In Mutual Aid, Peter Kropotkin describes how non-capitalist societies managed disasters:
As to the social characters of the mediæval guild, any guild-statute may illustrate them. Taking, for instance, the skraa of some early Danish guild, we read in it, first, a statemet of the general brotherly feelings which must reign in the guild; next come the regulations relative to self-jurisdiction in cases of quarrels arising between two brothers, or a brother and a stranger; and then, the social duties of the brethren are enumerated. If a brother's house is burned, or he has lost his ship, or has suffered on a pilgrim's voyage, all brethren must come to his aid. If a brother falls dangerously ill, two brethren must keep watch by his bed till he is out of danger, and if he dies, the brethren must bury him–a great affair in those times of pestilences–and follow him to the church and the grave. After his death they must provide for his children, if necessary; very often the widow becomes a sister to the guild. (141, Dover Books edition, emphasis added)As we can see, non-capitalist societies had very different ways of managing disasters. Here, Kropotkin describes five, perhaps six, different events that capitalism would handle with insurance. Fire insurance, boat insurance, health insurance, and life insurance would be the capitalist alternative to the duties described here.
Like insurance, these medieval duties spread the cost of a disaster to all those who bought in. Unlike insurance, the incentive to abide these duties was that they were part of the general social agreement that formed the medieval system of distribution. Rather than directly from markets, guild members got their goods through the guild, which in turn dealt with other guilds and merchant delivering goods from foreign lands.

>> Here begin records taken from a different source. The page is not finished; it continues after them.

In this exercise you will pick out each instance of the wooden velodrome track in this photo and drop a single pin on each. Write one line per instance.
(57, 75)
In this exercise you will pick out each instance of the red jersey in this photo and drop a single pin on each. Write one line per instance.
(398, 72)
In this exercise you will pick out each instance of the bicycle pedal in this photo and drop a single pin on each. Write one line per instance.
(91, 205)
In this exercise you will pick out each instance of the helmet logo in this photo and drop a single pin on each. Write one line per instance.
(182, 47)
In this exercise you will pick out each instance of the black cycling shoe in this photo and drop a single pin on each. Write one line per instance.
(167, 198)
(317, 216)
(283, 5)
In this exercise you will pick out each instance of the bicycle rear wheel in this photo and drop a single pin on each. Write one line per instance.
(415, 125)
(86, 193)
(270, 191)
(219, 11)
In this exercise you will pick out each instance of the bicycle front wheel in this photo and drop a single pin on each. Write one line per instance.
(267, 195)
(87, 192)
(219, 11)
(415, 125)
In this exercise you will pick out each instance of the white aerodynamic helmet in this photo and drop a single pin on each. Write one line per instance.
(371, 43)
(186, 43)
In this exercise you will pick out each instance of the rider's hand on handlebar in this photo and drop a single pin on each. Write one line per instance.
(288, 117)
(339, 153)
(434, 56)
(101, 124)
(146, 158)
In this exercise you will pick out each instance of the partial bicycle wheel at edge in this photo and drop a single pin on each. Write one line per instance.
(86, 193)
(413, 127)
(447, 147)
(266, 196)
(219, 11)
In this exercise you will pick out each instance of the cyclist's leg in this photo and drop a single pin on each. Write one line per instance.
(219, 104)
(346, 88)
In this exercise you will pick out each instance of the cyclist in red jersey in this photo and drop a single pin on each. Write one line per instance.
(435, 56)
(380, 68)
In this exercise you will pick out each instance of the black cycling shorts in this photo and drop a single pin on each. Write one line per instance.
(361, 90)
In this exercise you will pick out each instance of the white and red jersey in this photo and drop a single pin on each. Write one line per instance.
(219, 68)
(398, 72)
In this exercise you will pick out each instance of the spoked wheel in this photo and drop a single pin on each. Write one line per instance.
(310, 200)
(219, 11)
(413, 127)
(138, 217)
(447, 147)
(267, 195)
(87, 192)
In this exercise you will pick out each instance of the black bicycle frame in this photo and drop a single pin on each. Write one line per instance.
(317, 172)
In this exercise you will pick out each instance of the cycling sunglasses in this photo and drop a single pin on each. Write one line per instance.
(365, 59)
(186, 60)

Capitalism spreads risk from disasters through insurance. Insurance companies take great pains to calculate the risk of any one of their clients encountering a disaster to arrive at a premium that spreads the cost of a disaster relatively evenly among insurance customers.
In the simplest model of insurance, we assume all insurance customers have the same probability of encountering a disaster. We'll call this probability p. The cost of the insurance we'll call X. Thus, for any customer, the expected value of their share of the total expected cost: $$\mathrm{E}(C) = \sum_n\frac{pC}{n}$$ Thus, if the distribution of expected costs is distributed fairly (evenly), the individual's premium would be: $$\frac{pC}{n}$$ The percentage of the total cost of a disaster for the individual is the probability of a disaster p divided by the total number of people n on the insurance plan.
We can of course extend the model to accommodate a spectrum of risks in which the risk probabilities would need to be averaged to calculate the expected value of the cost over a given period of time. $$\frac{p_i{}C}{n}$$ Other means of distributing costs are obviously possible, and perhaps preferable. Ultimately, the total value of premiums collected over a given period of time has to be equal to the overall expected value of the cost of disasters.
What's crucial to note here is how the function varies with the number of customers. As you can see, the number of customers n is in the denominator meaning the cost of premiums decreases as the number of customers in an insurance pool increases. What this implies is that putting as many people as possible into one insurance pool is the most efficient distribution of insurance.
So the question remains, do we want socialized medicine from a government nominally accountable to its people or privatized medicine from one corporation accountable to only itself?